2021 JOLT Symposium: Emerging Technology in Law

Rina Van Orden recently attended the University of Richmond’s Journal of Law & Technology Spring Symposium. The event focused on “Emerging Technology in Lawand included topics such as artificial intelligence, blockchain, and bridging the access gap.

One panel covered “The Future of Law Post-Pandemic” presented by Sharon Nelson and John Simek. Nelson and Simek covered the many ways that the past year has changed the ways we work. Legal considerations for modifying operations represent their own opportunities for creative solutions. Web-based solutions like electronic signature and document services have helped maintain integral professional processes. Similarly, telecommunicating services provide safe ways to consult with coworkers and clients.
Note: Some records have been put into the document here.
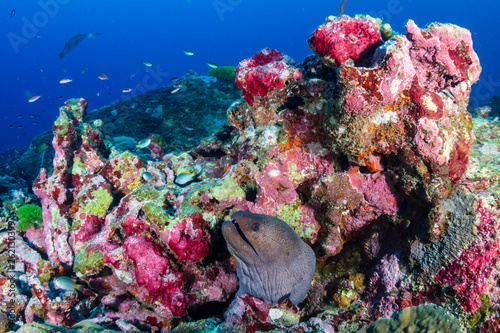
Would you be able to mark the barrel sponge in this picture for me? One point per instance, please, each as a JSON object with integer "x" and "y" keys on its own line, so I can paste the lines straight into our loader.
{"x": 417, "y": 319}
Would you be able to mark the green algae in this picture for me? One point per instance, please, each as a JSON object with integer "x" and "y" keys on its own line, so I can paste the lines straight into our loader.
{"x": 292, "y": 214}
{"x": 87, "y": 262}
{"x": 156, "y": 215}
{"x": 46, "y": 274}
{"x": 61, "y": 125}
{"x": 223, "y": 72}
{"x": 227, "y": 190}
{"x": 479, "y": 316}
{"x": 99, "y": 202}
{"x": 29, "y": 216}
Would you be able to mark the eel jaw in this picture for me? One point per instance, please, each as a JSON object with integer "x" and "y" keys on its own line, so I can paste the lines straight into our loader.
{"x": 242, "y": 235}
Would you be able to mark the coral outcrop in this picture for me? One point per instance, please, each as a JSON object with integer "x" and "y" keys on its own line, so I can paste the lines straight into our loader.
{"x": 362, "y": 149}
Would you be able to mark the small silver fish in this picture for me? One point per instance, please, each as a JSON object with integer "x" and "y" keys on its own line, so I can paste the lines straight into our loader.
{"x": 64, "y": 282}
{"x": 185, "y": 178}
{"x": 143, "y": 143}
{"x": 147, "y": 176}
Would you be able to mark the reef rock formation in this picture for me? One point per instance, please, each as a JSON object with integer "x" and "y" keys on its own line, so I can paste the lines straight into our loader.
{"x": 365, "y": 161}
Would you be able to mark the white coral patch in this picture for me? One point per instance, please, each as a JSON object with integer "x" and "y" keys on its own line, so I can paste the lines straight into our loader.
{"x": 428, "y": 103}
{"x": 317, "y": 148}
{"x": 384, "y": 118}
{"x": 269, "y": 136}
{"x": 274, "y": 173}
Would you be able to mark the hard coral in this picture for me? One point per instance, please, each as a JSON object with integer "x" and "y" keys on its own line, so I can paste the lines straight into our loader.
{"x": 29, "y": 216}
{"x": 342, "y": 38}
{"x": 268, "y": 71}
{"x": 419, "y": 319}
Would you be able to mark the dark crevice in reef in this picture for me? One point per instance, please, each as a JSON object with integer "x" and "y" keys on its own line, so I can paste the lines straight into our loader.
{"x": 251, "y": 191}
{"x": 291, "y": 103}
{"x": 366, "y": 57}
{"x": 209, "y": 310}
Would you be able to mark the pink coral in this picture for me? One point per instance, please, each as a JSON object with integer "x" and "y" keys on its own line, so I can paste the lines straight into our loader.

The event concluded with an engaging panel focused on Women in Technology Law. A highlight of the event, this topic was particularly relevant to our firm. The panel included attorneys, educators, and other professionals who were able to give perspective on what it’s like to be a woman in this field and ways to increase future technology law opportunities.

We want to thank the Journal of Law & Technology for a wonderful program. As the legal industry grows and adapts, we continue to stay informed of the ways to better serve you.